Go to Menu-Item "Schemas" to manage your schemas.
Schemas can be defined by a special JSON-based DSL.
The following image shows a valid schema definition.
See lib/schema_definition.json
for exact specification of how to define a schema.
Various import adapters are available to load data into Makar. Some import adapter need to be given an existing Schema (e.g. CSV and JSON import) and the data needs to be exactly matching this schema. Other import adapters create the Schema ad-hoc. Based on the import adapter, different parameters need to be given.
Currently implemented import adapters are:
- CSV
- JSON
- Stack Overflow Excerpt API (https://api.stackexchange.com/docs/excerpt-search)
- Apache Mailing Lists
- Github Pull Requests
- Github Issues
Example of the Mailing List Import Adapter:
All imported records can be browsed and queried on the page "Records". The search interface allows one to define fine-grained queries with multiple conditions and various search predicates (i.e. contains, equals, less than, ...). Search queries can be saved as Filters to be reused later.
Collections can be created to group records. Every record can be part of any number of collections. Records can be added manually to collections or by assigning a filter (i.e. saved search query) to the collection. When a filter is assigned to a collection, all records matching that filter get assigned automatically to the collection.
Collections offer functionality (e.g. delete records, compact table view, exports, custom exports) that is applied to all records in the collection.
The following image shows an collection which is connected to a filter. By clicking on the sync icon, the collection gets updated with all records matching the assigned filter.
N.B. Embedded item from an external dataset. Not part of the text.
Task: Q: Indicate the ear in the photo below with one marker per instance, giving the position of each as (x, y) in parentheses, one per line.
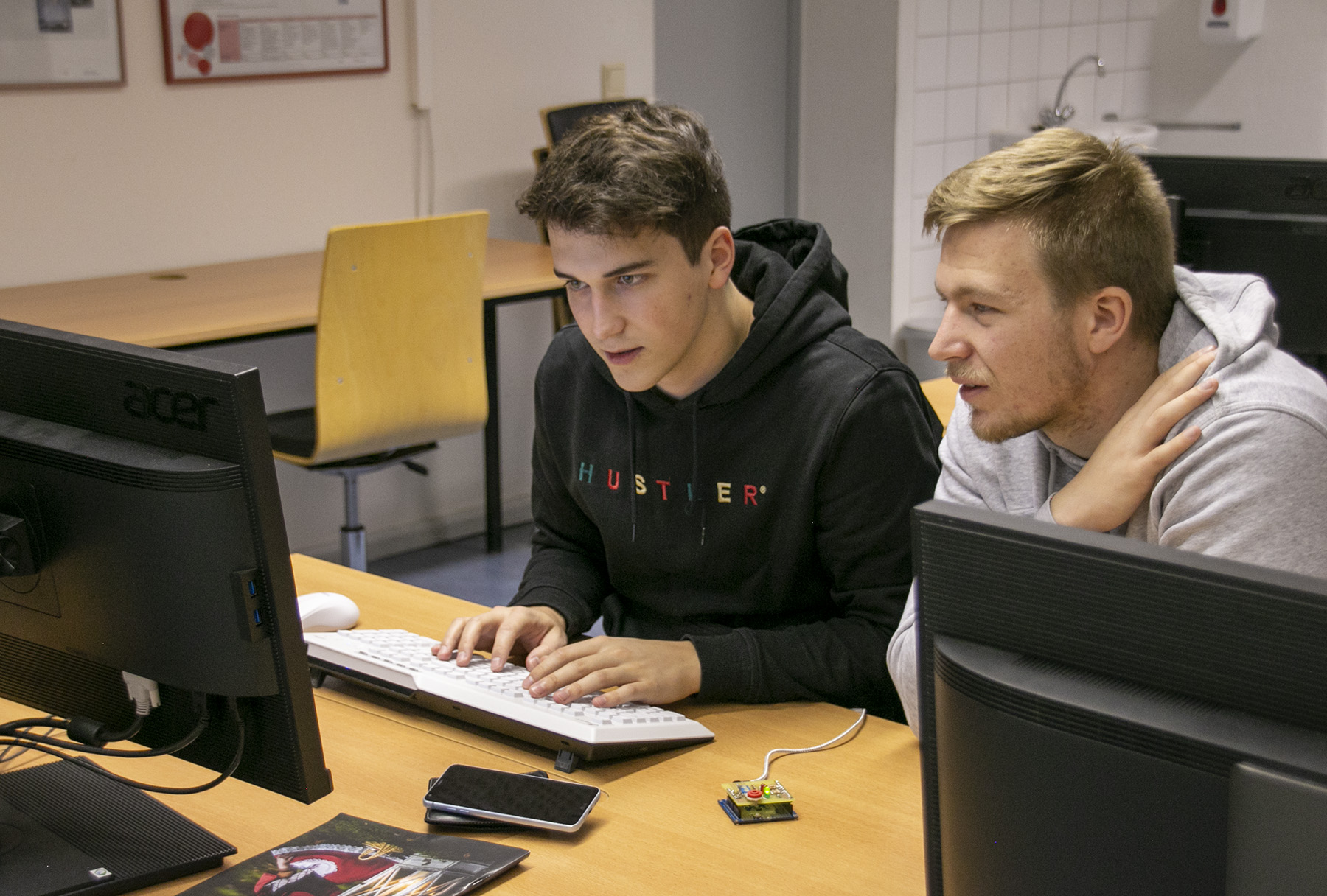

Transformations perform operations on all records of a specified collection. This is useful to apply preprocessing steps (e.g. remove HTML tags) on the dataset.
The following example show how to remove HTML tags from the attribute "Body" in all records in the Collection "Stack Overflow Questions" and store the result in the attribute "Body_stripped".
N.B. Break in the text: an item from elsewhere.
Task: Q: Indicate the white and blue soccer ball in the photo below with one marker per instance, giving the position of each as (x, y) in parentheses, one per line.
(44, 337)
A transformation is always executed in a background process. The status of such a running transformation can be seen on the page "Jobs".
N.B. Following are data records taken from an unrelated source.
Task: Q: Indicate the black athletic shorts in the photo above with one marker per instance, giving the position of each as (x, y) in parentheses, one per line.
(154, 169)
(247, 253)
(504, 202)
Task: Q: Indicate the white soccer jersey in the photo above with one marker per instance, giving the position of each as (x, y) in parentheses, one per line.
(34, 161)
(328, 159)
In case the transformation produces an error, the error log is shown there.
The datasets in makar can be exported in various formats. The export functionality is available for collections. A user can select the attributes to export and specify the format.
Various parts of this tool can adapted easily to support more use cases, add more transformations, import capabilities or export formats. The following list should help developers to know where to start looking when extending certain functionality of the tool.
- Import Adapters
- Extend this class to build your own import adapter: app/lib/import.rb
- See for an example: app/lib/import/csv_import.rb
- Transformations
- Extend this class to build your own transformations: app/lib/transformation.rb
- See for an example: app/lib/transformation/strip_html_transformation.rb
- Custom Exports
- Extend this class to build your own exports: app/lib/export.rb
- See for an example: app/lib/export/mallet_export.rb
- Export Formats
- Schema
- Schema Definition: lib/schema_definition.json
- Model: app/models/schema.rb
- Record Model: app/models/record.rb
GNU General Public License v3.0 or later
See COPYING to see the full text.